De uns tempos para cá, depois de muitas coisas ruins acumuladas, comecei a escutar frases do tipo "Nossa, você tá bem? Está com uma cara de poucos amigos hein" ou "Você anda diferente, tão abatida"... Mal as pessoas sabiam o que eu estava passando escutando aquelas coisas.
Enfim. Não costumo comentar sobre minhas fraquezas com ninguém justamente por todos acharem que para sair de uma depressão basta querer. E é por esses pensamentos sem fundamento que muitas pessoas chegam aos extremos.
Acho que tudo começou há muito tempo atrás, na minha infância ainda, com todo o "regime militar" que era imposto dentro da minha própria casa. Escutei tantas ofensas e palavras ruins vindas da minha mãe, que me arrisco a dizer que ela é uma das pessoas que mais me magoou até agora (apesar de amá-la muito). Mas fui guardando e ignorando, apesar de estar muito ferida por dentro. E as consequências disso tudo foram aparecendo aos poucos: o medo de me relacionar com as pessoas, a carência emocional, a agressividade (sempre justificada como se fosse herança genética do meu pai; a culpa de tudo era sempre dele), dentre outras coisas que foram surgindo com o tempo.
Passada a minha infância, começaram os problemas comuns de adolescência: amores não correspondidos, brigas entre amigos e, o pior de tudo, a constante briga entre mim e eu mesma para ver se eu conseguia descobrir quem eu era de verdade. Mas quem derá que só esses tivessem sido os meus problemas. Eu sofri bullying durante anos e também engoli muitas ofensas por causa disso. Aguentei calada, até o momento em que me vi na mesma situação que me vejo agora: a ponto de fazer uma loucura com a minha própria vida e com a vida de pessoas inocentes a minha volta. Fui escutada e amada por uma anja (minha antiga psicóloga, Sandra) durante aproximadamente 2 anos, que me estimulou a retomar as rédeas da minha vida e me devolveu a vontade de ver a vida de outra maneira...
Pois bem... durante os últimos anos, vim passando por outros tipos de problemas (um pouco mais sérios), mas também vim me mantendo forte. A vida me tirou um avô maravilhoso, um tio muito querido, amigos muito importantes e com a vida inteira pela frente e um alguém que nunca pensei que fosse amar tanto nessa vida. Quase perdi meu pai, vi minha família enfraquecer diante a obstáculos dolorosos. Amigos me viraram as costas no momento em que mais precisei e isso nunca me machucou tanto... perdi a minha autoconfiança e hoje me sinto dependente de pessoas para vivcr.
Tenho medo da perda, tenho medo da solidão, tenho medo de enlouquecer -se é que já não estou enlouquecendo - e tenho medo de me transformar em um monstro maior do que sou hoje. Tenho medo de perder o controle de mim e fazer algo que no fundo, eu não quero.
Mas entre tantos medos que ganhei ultimamente, me vejo forte quando penso na minha morte.

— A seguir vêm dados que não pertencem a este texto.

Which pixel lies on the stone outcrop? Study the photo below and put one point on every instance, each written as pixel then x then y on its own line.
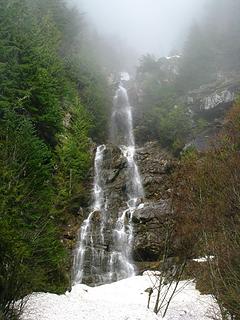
pixel 214 97
pixel 149 220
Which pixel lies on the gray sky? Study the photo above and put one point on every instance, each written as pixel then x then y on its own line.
pixel 148 26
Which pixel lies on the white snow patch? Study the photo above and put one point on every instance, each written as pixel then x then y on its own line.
pixel 122 300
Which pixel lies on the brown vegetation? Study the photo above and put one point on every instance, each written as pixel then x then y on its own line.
pixel 207 206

Não tenho medo da morte. Muito pelo contrário! Às vezes penso que essa é a única solução para a dor que eu sinto. Às vezes peço a Deus que me leve para que eu possa descansar em paz e deixe de sentir essa agonia, que dói mais do que qualquer dor física que eu já senti.
Perco o sono de madrugada com o choro me sufocando, choro escondido para que as pessoas não sintam pena de mim, seguro as lágrimas para parecer forte, machuco as pessoas antes que elas me machuquem, vou embora antes de apegar. E tomo essas atitudes para não me magoar mais ou magoar os outros, só que ninguém entende. Ninguém nunca vai entender que não sou assim porque quero, mas porque sou condicionada para isso, feito um robô.

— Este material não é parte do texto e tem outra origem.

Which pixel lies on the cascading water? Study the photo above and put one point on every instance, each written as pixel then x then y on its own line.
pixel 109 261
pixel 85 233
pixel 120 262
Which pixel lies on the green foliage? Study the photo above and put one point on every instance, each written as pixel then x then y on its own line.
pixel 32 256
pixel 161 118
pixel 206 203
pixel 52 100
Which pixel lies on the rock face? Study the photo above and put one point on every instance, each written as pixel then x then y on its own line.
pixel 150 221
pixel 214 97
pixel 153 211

A verdade é que sou feita para fugir... fugir de sentimentos, de atitudes, de reações, de ações. Sou feita para viver sozinha, porque só tenho defeitos. Defeitos que as pessoas jogam em minha cara o tempo inteiro. Sou egoísta, preconceituosa, imprestável, grossa, relaxada, infantil, insensível, manipuladora... se falasse todos os defeitos aqui, ficaria horas a fio só nisso. E como alguém desse jeito pode viver no meio dos outros? Como que alguém desse jeito pode se relacionar e ser feliz? Isso é impossível!

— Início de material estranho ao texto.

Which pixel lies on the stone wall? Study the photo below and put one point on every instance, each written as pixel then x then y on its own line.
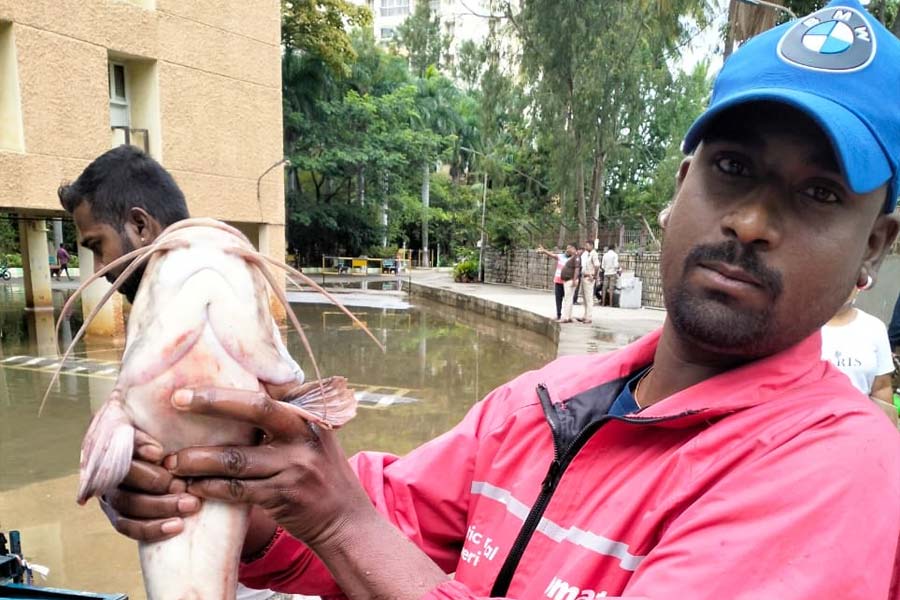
pixel 531 269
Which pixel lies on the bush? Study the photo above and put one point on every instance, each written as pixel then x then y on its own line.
pixel 466 271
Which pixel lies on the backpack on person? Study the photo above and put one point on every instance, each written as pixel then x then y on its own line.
pixel 568 270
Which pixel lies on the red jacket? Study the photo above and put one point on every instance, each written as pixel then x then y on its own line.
pixel 776 480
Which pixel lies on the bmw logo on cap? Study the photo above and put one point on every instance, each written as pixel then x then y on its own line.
pixel 834 39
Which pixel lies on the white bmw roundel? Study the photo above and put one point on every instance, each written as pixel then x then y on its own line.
pixel 836 39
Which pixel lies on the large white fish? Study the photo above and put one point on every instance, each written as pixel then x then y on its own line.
pixel 201 317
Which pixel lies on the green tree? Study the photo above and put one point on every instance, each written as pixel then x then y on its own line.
pixel 319 28
pixel 595 65
pixel 422 39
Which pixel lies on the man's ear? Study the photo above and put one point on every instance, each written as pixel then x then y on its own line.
pixel 882 236
pixel 146 227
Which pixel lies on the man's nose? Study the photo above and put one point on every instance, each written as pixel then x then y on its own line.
pixel 757 219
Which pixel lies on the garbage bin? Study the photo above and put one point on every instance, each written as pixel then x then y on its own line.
pixel 630 288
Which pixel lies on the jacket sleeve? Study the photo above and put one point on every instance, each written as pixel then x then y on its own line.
pixel 809 519
pixel 424 494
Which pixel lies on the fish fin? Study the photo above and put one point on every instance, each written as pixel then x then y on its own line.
pixel 106 450
pixel 328 401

Hoje só tenho vontade de sumir... ir para algum lugar longe de tudo e todos, para colocar meu pensamento no lugar, se é que isso é cabível. Vontade de me sentir dona de mim mesmo de novo! Dona das minhas verdades, dos meus sentimentos e atitudes, sem medo de ser feliz! Sem medo de nada nem ninguém... principalmente, sem medo de mim.